Will company morale and culture survive in this model?
The response to both questions will depend on the business model and the company culture: where a consistently flexible workplace may strategize on the best way to adapt, a field bound to tradition and necessary routine might consider remote work on an emergency basis only.
Neither decision makes more universal sense than the other, so in lieu of directional certainty, the ability to understand and evaluate takes precedence over crises of correctness—only you will know what is best for your company.
Likewise, a transition to working at home depends on the policies and procedures already in place. Change not taken is rarely about lack of resolve. In fact, the common reasons for staying put involve decreased productivity or a basic contradiction of company fundamentals. These reasons often get too little notice.
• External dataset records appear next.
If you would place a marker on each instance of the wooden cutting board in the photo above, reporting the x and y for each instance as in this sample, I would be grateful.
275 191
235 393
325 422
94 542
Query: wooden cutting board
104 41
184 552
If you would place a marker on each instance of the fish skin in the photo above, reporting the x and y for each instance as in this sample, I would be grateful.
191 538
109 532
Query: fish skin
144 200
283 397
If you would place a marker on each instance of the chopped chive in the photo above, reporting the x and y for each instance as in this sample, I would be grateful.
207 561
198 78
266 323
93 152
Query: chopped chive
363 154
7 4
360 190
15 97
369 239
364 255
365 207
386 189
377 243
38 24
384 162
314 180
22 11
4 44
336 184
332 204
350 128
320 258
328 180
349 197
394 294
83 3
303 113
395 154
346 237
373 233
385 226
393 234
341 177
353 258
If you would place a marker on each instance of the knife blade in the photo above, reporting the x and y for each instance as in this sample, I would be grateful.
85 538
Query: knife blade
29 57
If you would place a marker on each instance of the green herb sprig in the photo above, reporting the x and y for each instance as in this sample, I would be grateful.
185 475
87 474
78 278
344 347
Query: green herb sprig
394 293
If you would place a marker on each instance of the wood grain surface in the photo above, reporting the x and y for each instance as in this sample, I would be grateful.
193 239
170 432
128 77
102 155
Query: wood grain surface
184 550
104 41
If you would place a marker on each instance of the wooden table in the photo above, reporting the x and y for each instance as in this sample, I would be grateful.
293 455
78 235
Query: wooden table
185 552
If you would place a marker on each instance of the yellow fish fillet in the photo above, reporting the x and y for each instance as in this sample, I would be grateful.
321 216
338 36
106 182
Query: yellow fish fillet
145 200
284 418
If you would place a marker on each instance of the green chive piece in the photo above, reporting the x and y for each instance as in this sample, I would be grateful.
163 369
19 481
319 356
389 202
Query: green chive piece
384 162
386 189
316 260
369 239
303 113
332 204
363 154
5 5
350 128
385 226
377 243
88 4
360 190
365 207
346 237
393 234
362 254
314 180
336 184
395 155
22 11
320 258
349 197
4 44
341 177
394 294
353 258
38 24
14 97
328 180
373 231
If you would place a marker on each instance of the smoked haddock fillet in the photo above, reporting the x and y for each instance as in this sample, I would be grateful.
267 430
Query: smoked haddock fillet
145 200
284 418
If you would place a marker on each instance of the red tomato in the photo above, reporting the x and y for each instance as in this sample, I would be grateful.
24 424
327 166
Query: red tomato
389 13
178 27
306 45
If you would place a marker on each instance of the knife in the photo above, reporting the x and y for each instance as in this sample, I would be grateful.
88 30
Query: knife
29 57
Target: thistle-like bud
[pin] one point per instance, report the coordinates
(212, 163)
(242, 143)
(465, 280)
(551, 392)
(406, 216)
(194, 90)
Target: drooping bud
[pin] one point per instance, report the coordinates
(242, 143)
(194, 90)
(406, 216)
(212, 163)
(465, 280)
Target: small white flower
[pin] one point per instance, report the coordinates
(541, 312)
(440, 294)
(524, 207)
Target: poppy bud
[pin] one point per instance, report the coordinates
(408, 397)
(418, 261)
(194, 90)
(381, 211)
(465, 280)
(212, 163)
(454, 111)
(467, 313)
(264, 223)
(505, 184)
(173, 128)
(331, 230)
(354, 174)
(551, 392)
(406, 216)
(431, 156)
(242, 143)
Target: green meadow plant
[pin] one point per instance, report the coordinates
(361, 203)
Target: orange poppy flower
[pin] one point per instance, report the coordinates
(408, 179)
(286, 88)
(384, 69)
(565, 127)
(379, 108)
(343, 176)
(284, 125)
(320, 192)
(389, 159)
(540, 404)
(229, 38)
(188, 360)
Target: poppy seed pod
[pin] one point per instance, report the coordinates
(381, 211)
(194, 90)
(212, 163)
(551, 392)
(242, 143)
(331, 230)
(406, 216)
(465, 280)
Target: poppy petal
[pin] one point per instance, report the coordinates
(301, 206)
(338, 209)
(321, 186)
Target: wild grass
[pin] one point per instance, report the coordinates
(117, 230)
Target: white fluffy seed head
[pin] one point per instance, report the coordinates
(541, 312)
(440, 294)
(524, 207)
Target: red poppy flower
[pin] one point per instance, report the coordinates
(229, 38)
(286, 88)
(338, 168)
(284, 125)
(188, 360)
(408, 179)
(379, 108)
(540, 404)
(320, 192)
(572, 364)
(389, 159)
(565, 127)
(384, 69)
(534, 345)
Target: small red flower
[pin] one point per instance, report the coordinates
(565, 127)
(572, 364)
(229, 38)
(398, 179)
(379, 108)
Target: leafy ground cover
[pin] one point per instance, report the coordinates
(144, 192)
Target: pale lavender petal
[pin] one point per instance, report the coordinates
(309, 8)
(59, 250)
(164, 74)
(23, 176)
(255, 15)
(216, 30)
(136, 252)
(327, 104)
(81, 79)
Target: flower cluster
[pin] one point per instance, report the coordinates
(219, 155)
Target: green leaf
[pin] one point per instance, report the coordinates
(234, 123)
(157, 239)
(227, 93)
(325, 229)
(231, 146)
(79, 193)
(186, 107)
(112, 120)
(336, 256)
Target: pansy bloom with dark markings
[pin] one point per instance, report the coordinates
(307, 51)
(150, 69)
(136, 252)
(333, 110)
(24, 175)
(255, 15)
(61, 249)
In 2017 and 2018, the U.S. Bureau of Labor Statistics conducted a survey of workers who worked from home and how often they did so per week.
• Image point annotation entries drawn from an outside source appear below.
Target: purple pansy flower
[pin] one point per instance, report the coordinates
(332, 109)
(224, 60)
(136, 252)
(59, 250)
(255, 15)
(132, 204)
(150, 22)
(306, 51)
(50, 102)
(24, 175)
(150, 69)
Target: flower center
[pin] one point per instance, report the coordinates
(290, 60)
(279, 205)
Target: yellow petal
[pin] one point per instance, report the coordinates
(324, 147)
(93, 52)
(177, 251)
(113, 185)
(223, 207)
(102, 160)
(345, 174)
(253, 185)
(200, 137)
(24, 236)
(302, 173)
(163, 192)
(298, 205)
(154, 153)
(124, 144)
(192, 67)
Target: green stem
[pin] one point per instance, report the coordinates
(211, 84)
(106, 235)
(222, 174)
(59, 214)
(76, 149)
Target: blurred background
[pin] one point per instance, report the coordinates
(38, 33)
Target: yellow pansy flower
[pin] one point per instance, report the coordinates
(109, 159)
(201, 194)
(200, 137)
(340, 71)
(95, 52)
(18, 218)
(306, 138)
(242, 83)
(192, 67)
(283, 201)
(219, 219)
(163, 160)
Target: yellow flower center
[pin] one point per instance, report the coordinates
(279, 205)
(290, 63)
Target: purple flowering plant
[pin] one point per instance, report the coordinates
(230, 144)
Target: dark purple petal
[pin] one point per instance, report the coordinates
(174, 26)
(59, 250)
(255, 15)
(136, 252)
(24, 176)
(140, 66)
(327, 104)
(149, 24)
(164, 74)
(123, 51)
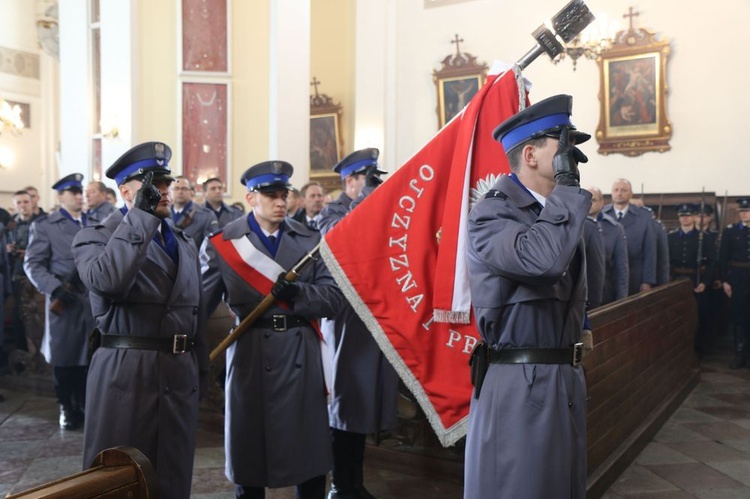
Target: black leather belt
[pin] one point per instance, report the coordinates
(572, 356)
(179, 343)
(280, 323)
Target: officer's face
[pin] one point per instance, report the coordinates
(72, 201)
(621, 192)
(22, 204)
(181, 191)
(215, 192)
(269, 207)
(94, 197)
(314, 199)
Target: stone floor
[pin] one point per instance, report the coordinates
(702, 451)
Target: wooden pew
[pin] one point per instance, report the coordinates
(641, 369)
(118, 472)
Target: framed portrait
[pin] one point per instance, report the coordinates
(457, 82)
(325, 140)
(633, 91)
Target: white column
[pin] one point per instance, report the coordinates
(375, 79)
(75, 82)
(118, 49)
(289, 89)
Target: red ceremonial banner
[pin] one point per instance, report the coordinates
(399, 257)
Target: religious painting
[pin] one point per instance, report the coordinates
(324, 142)
(205, 132)
(204, 36)
(633, 91)
(457, 82)
(454, 93)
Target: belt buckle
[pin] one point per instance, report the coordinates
(179, 343)
(279, 323)
(577, 354)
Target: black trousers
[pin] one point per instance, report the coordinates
(70, 385)
(348, 460)
(314, 488)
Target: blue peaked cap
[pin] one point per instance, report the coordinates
(69, 182)
(545, 118)
(268, 176)
(358, 161)
(139, 160)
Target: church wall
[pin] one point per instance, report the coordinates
(707, 99)
(20, 81)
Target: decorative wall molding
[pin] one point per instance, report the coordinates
(18, 63)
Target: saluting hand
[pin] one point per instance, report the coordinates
(148, 197)
(565, 162)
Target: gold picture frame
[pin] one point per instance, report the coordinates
(459, 79)
(326, 145)
(633, 93)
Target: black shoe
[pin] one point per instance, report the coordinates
(68, 419)
(738, 362)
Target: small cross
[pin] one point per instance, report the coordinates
(315, 84)
(457, 40)
(631, 15)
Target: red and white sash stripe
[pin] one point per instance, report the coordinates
(260, 271)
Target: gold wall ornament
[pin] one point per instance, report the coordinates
(633, 92)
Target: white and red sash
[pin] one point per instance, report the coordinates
(260, 272)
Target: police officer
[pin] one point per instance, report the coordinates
(641, 236)
(365, 385)
(615, 250)
(213, 193)
(195, 220)
(276, 424)
(98, 205)
(49, 265)
(144, 278)
(692, 256)
(527, 424)
(734, 265)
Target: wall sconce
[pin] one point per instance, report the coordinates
(113, 133)
(598, 37)
(10, 117)
(6, 157)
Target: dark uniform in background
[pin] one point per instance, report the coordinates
(28, 303)
(734, 269)
(49, 265)
(276, 423)
(527, 265)
(641, 243)
(692, 256)
(617, 269)
(144, 278)
(365, 385)
(595, 262)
- Around 14% of the workforce worked remotely all week.
- Compared to the 18% who worked remotely less than once per month.
- While 5% of high school graduates worked remotely.
- Less than the 29% of college graduates with a Bachelor’s or an advanced degree were working remotely.
The numbers prompt questions about employee availability and conditions, expectations, and philosophy. Jobs with the most remote workers featured administrative tasks and a focus on products that are meant to shape themselves to their customer’s needs, like education or finance. The blue-collar work of physical labor often had no data to show, since, according to the key, the estimation did not meet the American Time Use Survey standards.
What Are Some Good Policy and Procedure Suggestions for Working at Home?
In companies where it is possible to allow employees to work remotely regularly, examining the business goals, current policy and procedure documentation, and tools available can lend important insight as to what documentation, plan, or goal changes may need to be made.
As a starting place, companies can draw upon other companies’ remote work plans.
Call it consistency or accuracy, the connecting factor sticks with clarity as it accounts for the concerns each company faces.
Cornell University put out a list of recommended guidelines for remote work in the early stages of the pandemic, and its ideas apply to a wide variety of industries and careers. Among the guidelines are recommendations to schedule time for breaks and practice forms of self-care.
Clearly, a work-life balance continues to hold importance in remote environments, and why not, seeing as the barriers between home life and work routine only become thinner.
How can you avoid burnout with working-at-home policies and procedures?
The burnout scenario often discussed in conversations about working from home is preventable. Specifically, managers and administrative members can prevent the burnout scenario by checking in on workers.
The result is easier than it sounds, partly due to preparation and somewhat inadvertently, purpose.
To want to switch to remote is to parse the goals preceding the shift, meaning, and unsurprisingly, the possibility of success requires several levels of commitment, most of which are assured by the time a company is planning remote work policies.
Managers need to balance authority with freedom from restrictions. A potential downside to working at home is the decline of policy and procedure enforcement on a large scale. Some people may say that working remotely negates the point of introducing a brand-new policy.
However, updating company policies and procedures to the changing work environment showcases trust and transparency in these difficult times.
Being honest is an understated quality of remote work.
We Can Help!
The completed policy should reflect the concentrated effort and consideration of alternatives that went into it. Otherwise, it will have no focus and will fail to meet its rubric.